海外の貧しい人たちから見れば、なんていい生活を、と思うのだろうな……。

そういう土台がきちんとあるからこそ初めて、今、自分のことでいろいろ悩める。

くらしの面での、本当に切羽詰まった、根本的な課題がないからこそ、悩める時間がある。

だからといって悩むな、とか、苦しむのは贅沢だ、なんて言うつもりはまったくない。

逆に、そういう環境になったからこそ、自分のことで苦しくなるのだろう。

基本的に「いい生活」であるからこそ生まれた、新たな課題なんだろうとは思う。

でも、たとえば「私は世間並みに生きていけない」というその「世間」って、どこにあるんだろうね。

心の中で、自分は「誰」を基準にしているのだろう。

たとえばお金持ちでも、会社のことや家族のことや、

それこそ一族郎党のことなどでがんじがらめになってて、

苦しんでいる人はいっぱいいるだろうしさ。

いったい、自分はどこに、何に基準を置いているのか。

どの生活レベル、どんなクラス、どんな性格、どんな人間関係をうらやましいと思い、

そうなりたいと願い、そうなれないと悩んでいるのか。

そのぼんやりとした「人間像」を丁寧に探り、具体的に思い浮かべていくと、

実はそんな人間なんて、ほとんどいないんじゃないか、と思えたり、

「基準」だと思えている人々が、それはそれで大変そうだと、気づいたりしないだろうか。

たまたま自分は今まで経験したことがないから、それがいいように思える、

うらやましいと思えるだけってことは、ないのだろうか。

本当にみんな、うまくいってるのかな、そんなに。

今は、自分が落ち込んでいるから、ただ単純に、余計にそう見えるだけじゃないかな。

実は自分も、本当はそこまでひどい状態ではなく、今、そういう気持ちになってるから、

たまたま、出口が見えないだけなんじゃないかな。

この落ち込みからほんの少しでも立ち直れれば、別の捉え方、できないかな。

今は無理でも、将来にわたって、一生、絶対に、必ず、できないのかな。

せっかく悩める環境にはあるのだから、自分が何を考えて「世間」や「人」という輪郭を

捉えているのかを、丁寧に、静かな気持ちで考えてみるのも、ひとつの方法ではないかと思う。

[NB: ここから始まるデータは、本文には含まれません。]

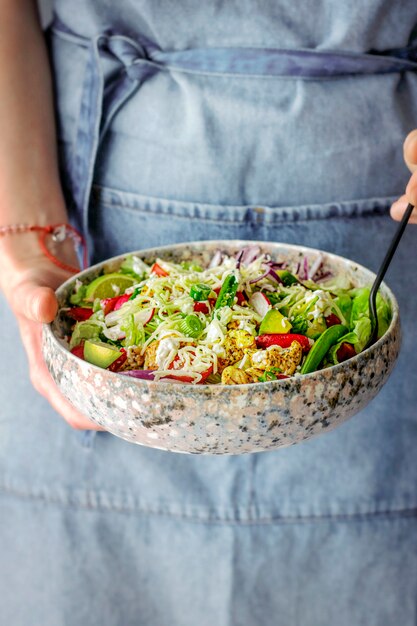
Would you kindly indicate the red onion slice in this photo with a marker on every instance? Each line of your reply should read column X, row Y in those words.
column 315, row 267
column 142, row 374
column 216, row 260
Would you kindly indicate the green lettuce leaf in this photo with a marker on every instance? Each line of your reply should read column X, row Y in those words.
column 84, row 330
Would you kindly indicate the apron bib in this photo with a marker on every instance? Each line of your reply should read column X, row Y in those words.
column 165, row 144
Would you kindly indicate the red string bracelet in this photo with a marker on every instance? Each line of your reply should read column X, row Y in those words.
column 58, row 232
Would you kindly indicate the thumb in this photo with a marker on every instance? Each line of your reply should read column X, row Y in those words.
column 36, row 302
column 410, row 151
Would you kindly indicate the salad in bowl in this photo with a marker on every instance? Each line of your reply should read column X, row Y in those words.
column 240, row 319
column 221, row 347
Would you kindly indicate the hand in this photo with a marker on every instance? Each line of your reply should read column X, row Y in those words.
column 28, row 280
column 410, row 196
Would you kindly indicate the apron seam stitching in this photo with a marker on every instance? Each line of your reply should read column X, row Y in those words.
column 250, row 521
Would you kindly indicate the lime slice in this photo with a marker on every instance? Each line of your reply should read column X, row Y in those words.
column 108, row 286
column 273, row 323
column 100, row 353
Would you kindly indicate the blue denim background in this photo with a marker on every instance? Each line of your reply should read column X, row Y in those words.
column 98, row 531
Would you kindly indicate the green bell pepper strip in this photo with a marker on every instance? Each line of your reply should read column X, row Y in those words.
column 227, row 292
column 322, row 346
column 191, row 326
column 200, row 292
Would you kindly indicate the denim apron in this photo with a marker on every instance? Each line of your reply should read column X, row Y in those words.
column 178, row 123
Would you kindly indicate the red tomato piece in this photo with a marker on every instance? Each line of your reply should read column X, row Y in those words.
column 284, row 340
column 117, row 364
column 78, row 351
column 113, row 304
column 345, row 352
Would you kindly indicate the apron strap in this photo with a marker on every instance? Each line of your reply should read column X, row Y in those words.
column 103, row 96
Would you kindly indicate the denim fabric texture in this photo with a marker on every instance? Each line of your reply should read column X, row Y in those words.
column 162, row 140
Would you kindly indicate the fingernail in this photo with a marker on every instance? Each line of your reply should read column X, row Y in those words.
column 401, row 205
column 411, row 141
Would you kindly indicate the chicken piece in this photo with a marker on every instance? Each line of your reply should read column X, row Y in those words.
column 236, row 344
column 150, row 356
column 285, row 359
column 134, row 358
column 232, row 375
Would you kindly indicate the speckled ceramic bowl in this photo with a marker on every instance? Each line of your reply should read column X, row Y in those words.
column 221, row 419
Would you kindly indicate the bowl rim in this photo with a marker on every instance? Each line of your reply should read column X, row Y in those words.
column 219, row 243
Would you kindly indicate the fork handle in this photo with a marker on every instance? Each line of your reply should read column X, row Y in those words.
column 385, row 263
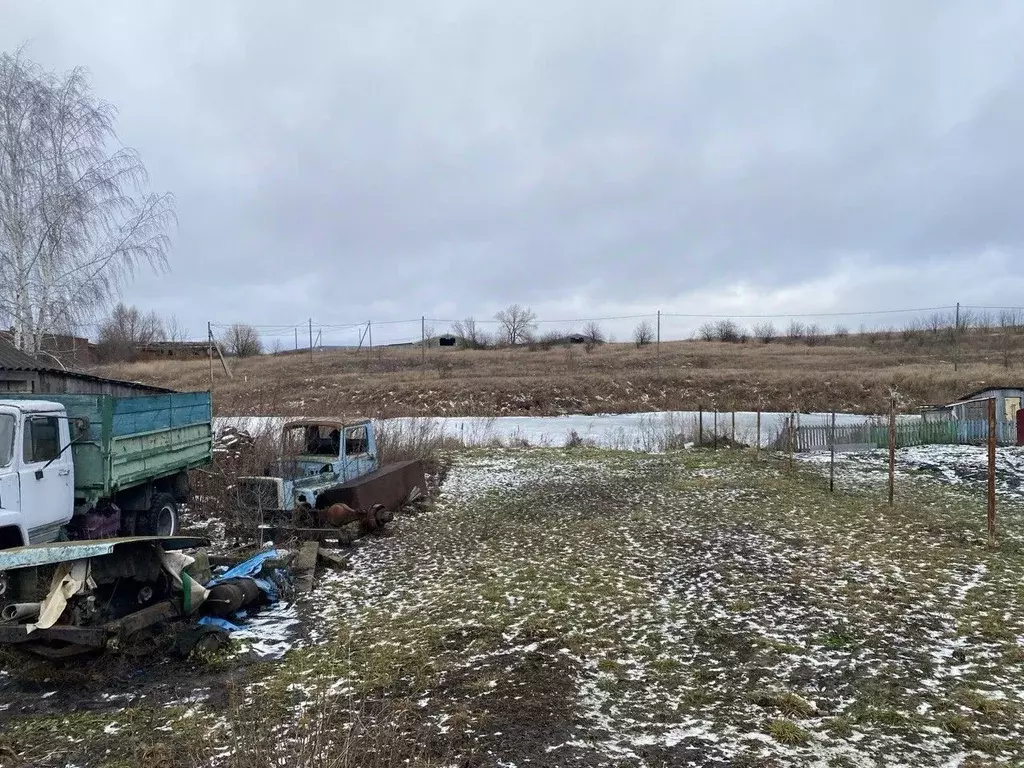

これは、先日書いていたメガネの、自分への使い方の例でもある。

ほかにも今後、諸々の捜索が終われば始まるであろう、東北での復興。

その人々の思い、その様子。

くらしというもの、絆というもの、他者という存在、自分という存在、生きるということ。

そのなかで、さまざまに現れてくるであろう「本当に大切」なもの。

そんなことも、何かに気づくきっかけになり得るかもしれない。

自分で「ちょっとやってみるか」とさえ思えれば、

視点変換・客観視メガネを使うきっかけは、たぶんこれから、いくらでも現れてくるのだろうと思う。